Convinced that the company improperly used the hospitalization insurance issue as a bargaining tool during the strike, the union seeks an injunction to avoid a reoccurrence. To solidify its position, the union also wishes to penalize the company through punitive damages and by requiring "disagreement" to the Plan. A substantial part of the union's argument rests on the company's payment of premiums during earlier strikes when the labor contracts contained the same provision in material aspects.

The employer, on the other hand, contends that its obligation to pay for insurance is limited to the duration of the collective bargaining agreement. In support of this contention, the employer refers to clauses in the labor contract and to language in the group insurance Plan booklet.

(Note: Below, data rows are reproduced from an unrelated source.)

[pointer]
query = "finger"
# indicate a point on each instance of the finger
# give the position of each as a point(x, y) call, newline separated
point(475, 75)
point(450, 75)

It is apparent that no controversy exists between the parties about the claim of any specific individual. Nor is there any dispute as to whether certain services are within the scope of the Plan, or whether certain persons are eligible for benefits. The question at issue is a limited one--when must the employer maintain coverage. 4

To resolve the matter, we must decide whether the answer is to be found in the collective bargaining agreement or ERISA's provisions. As a preliminary observation, it is helpful to remember that ERISA's concern is with the elements of a plan and its administration after it has been established rather than to mandate the creation of a program. ERISA does not require an employer to establish a hospitalization plan nor continue it indefinitely.

In Sutton v. Weirton Steel Div. of National Steel Corp., 724 F.2d 406 (4th Cir.1983), cert. denied, --- U.S. ----, 104 S.Ct. 2387, 81 L.Ed.2d 345 (1984), the Court of Appeals held that an employer could terminate ancillary, nonvested benefits without violating ERISA. In refusing to...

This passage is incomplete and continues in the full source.